This project contains implementations of various compressors and decompressors of double[]s, namely Gorilla, Sprintz, FCM, DFCM, (D)FCM -> Gorilla/Sprintz pipelining, a ToBinary compressor that converts a double[] from ASCII to binary representation, and a lossy ToInt compressor that converts each double to an integer that preserves the most possible precision of the double. There are also a variety of testing functions that ensure the accuracy of this compression and decompression and provide automated testing of the throughput and compression ratio of the various compression methods.

How to use this project

To compress data and generate reports, code should be written in Main.java. Some common function calls include:

Tester.generateReport(methodName, verbose, datasetName);
Tester.testCorrectnessFull(methodName);
Tester.testCorrectnessOneFile(fileName, methodName);

Note that GorillaRef and SprintzRef are the names of the Gorilla and Sprintz Compressors, respectively.

Results so far

In my testing on the UCR dataset, the best method I have found is a slightly modified Sprintz (using xoring instead of diffing) with a block size of 2, which gives an average compression ratio of 0.54. For comparison, ToBinary gives a baseline CR of 0.67, while gzip9 gives a CR of 0.39. Sprintz (like Gorilla) has an advantage over gzip in that it is much faster, with an average compression throughput of ~85 mb/s as opposed to <1 mb/s for gzip. This may not be enough of a speed advantage to warrant the larger CR, but with further work we can hopefully reduce the CR attained by the double compression methods and increase their throughput to levels that make them a better alternative to gzip.
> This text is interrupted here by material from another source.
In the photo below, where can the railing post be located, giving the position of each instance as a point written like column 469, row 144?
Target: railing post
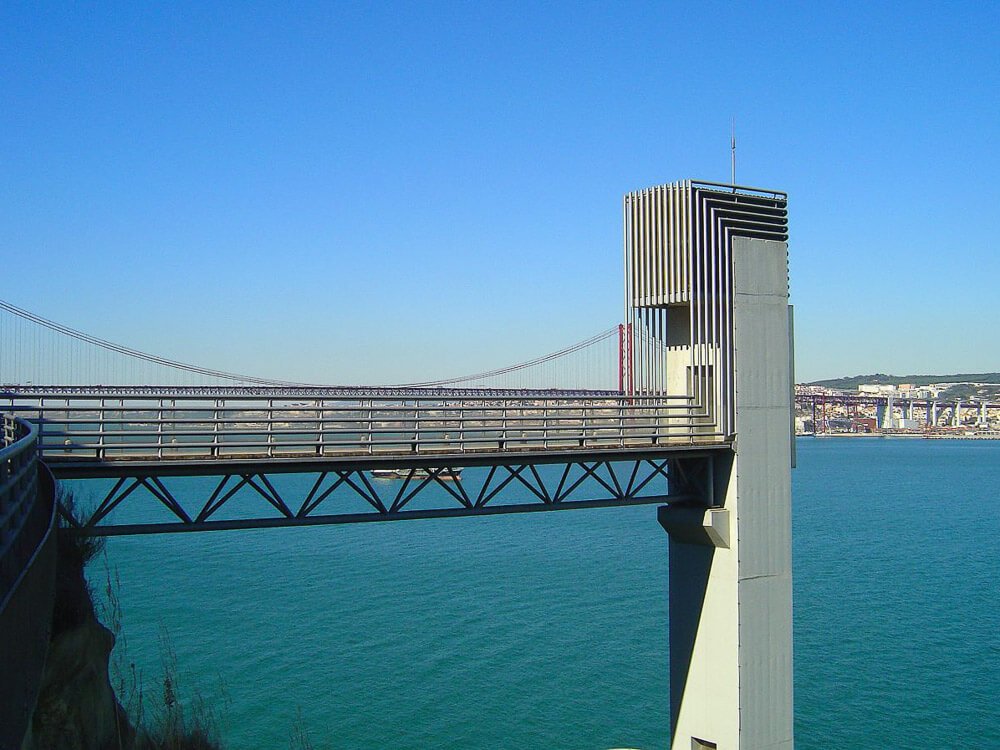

ToInt provides a CR of 0.39 as well while also having an average compression throughput of ~20 mb/s, though it is not lossless.

Terminology and notes

For our purposes, compression ratio is defined as compressed size / uncompressed zie.
My implementation of Gorilla has an average compression throughput of ~20 mb/s while a reference solution run on the same data has a compression throughput of ~110 mb/s, suggesting that my implementations can still be largely optimized, and that we can expect speedups of up to 5x when this is done.

Next steps

Investigate compression of ints and run the outputs of ToInt through those for decreased CRs for lossy compression - this may involve modifying Gorilla, Sprintz, and (D)FCM to work for ints.

File Breakdown

Analyses

This folder contains CSV files with data generated by running tests and used for making the figures that appear in the Figures folder. They also contain Grapher.py files that are used to produce the figures.

Bit Report

Contains information on the percentage of zero and one bits produced by various modifications to the doubles. The first column is the bit number, the second column is the percentage of doubles that have a one in that place, and the third column is the the manipulation done to the data. Gorilla refers to xoring the doubles with the previous double. The number after (D)FCM refers to the level used (how many previous doubles are used to make the prediction). "Full" after (D)FCM refers to all doubles output, while "Xored" refers to only those for which a prediction was actually made. "Pred Or Xor" refers to outputting the xor with the prediction if a prediction is made or the xor with the previous double otherwise, and "Correct Pred Or Xor" is the same with the difference that a correct prediction must be made. Note that I was not able to correcly decompress with these methods. As can be seen in Figures/Bit Reports, xoring with the previous double (aka "Gorilla") yeilds the lowest overall percentage of one bits, which is what we desire, except for "Correct Pred Or Xor" which is not feasible because this extra work lowers the throughput (and, as mentioned earlier, I was not able to decompress it properly), and the added benefit is only ~1% lower and thus negligible. DFCM lowers the percentage of one bits towards the end of the double, but at the expense of a higher percentage at the beginning of the double, which negates any benefit. For (D)FCM, lower levels resulted in lower percentages.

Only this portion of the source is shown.